6. In an Azure Databricks workspace you run the following command:
%fs head /mnt/training/wikipedia/pageviews/pageviews_by_second.tsv
The partial output from this command is as follows:
[Truncated to first 65536 bytes]
“timestamp” “site” “requests”
“2015-03-16T00:09:55” “mobile” 1595
“2015-03-16T00:10:39” “mobile” 1544
“2015-03-16T00:19:39” “desktop” 2460
“2015-03-16T00:38:11” “desktop” 2237
“2015-03-16T00:42:40” “mobile” 1656
“2015-03-16T00:52:24” “desktop” 2452
Which of the following pieces of information can be inferred from the command and the output?
Select all that apply.
the file is a comma separated or CSV file
All columns are strings
The file has no header
Two columns are strings, and one column is a number (CORRECT)
The column is Tab separated (CORRECT)
The file has a header (CORRECT)
Correct: It appears that you mean to say that the data should be formatted in such a way that strings always are enclosed in double quotes and numbers are not.
Correct: Thanks for the clarification! It looks like you’re dealing with a tab-separated file where the columns are separated by tabs, while strings are enclosed in double quotes but the numbers are not..
Correct: The first line of the output displays the column names.
7. In an Azure Databricks you wish to create a temporary view that will be accessible to multiple notebooks. Which of the following commands will provide this feature?
createOrReplaceTempView(set_scope “Global”)
createOrReplaceTempView(..)
createOrReplaceGlobalTempView(..) (CORRECT)
Correct: Thanks for the clarification! It looks like you’re dealing with a tab-separated file where the columns are separated by tabs, while strings are enclosed in double quotes but the numbers are not.

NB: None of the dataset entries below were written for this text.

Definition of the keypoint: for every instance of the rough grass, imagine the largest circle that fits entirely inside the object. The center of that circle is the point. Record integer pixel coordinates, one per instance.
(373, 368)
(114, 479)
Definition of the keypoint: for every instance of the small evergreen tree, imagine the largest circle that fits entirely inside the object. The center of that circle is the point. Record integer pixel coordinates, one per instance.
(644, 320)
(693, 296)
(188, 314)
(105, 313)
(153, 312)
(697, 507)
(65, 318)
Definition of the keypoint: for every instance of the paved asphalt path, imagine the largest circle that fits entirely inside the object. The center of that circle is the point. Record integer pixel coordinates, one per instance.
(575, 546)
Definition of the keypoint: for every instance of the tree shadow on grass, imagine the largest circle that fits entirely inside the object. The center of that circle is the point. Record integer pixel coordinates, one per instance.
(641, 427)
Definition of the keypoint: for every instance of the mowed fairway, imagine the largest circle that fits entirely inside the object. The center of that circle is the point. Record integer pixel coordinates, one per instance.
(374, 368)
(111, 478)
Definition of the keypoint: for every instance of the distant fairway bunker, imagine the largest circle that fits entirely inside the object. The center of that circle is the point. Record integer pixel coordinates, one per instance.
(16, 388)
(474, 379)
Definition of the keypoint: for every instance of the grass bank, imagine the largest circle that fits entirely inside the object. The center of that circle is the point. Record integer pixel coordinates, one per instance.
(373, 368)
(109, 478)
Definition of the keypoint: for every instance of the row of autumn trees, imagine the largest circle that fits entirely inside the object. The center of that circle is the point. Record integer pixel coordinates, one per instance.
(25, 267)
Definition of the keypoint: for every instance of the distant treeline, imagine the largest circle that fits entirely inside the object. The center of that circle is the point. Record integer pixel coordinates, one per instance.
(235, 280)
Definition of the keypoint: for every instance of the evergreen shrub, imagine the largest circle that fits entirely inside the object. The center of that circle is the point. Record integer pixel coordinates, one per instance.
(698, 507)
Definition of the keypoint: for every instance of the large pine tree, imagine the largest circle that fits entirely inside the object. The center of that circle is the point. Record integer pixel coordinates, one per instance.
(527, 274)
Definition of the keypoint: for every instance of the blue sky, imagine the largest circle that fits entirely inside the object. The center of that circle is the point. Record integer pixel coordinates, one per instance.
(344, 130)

8. Which of the following is true in respect of Parquet Files?
Select all that apply.
Designed for performance on small data sets
Is a Row-Oriented data store
Is a splittable “file format”. (CORRECT)
Efficient data compression (CORRECT)
Is a Column-Oriented data store (CORRECT)
Open Source (CORRECT)
Correct: Parquet files are splittable.
Correct: Parquet files provide efficient data compression.
Correct: Parquet files are Column-Oriented.
Correct: Parquet files are free Open Source.
CONCLUSION – Working With Data In Azure Databricks
In sum, Azure Databricks comes in helpful to anyone for creating larger-than-average schema-blackeg data reading, writing, and querying capabilities as it lets individual modules provide complete support to deal with the problems of different data sources and raw data types as well as perform column-level transformations using DataFrame Column Class. In addition, advanced DataFrame functions can quickly be employed to accomplish a variety of data manipulation, aggregation, and date/time tasks. Thus, having an understanding of such features will make one capable enough to maintain a data pipeline for sophisticated scenarios in Azure Databricks.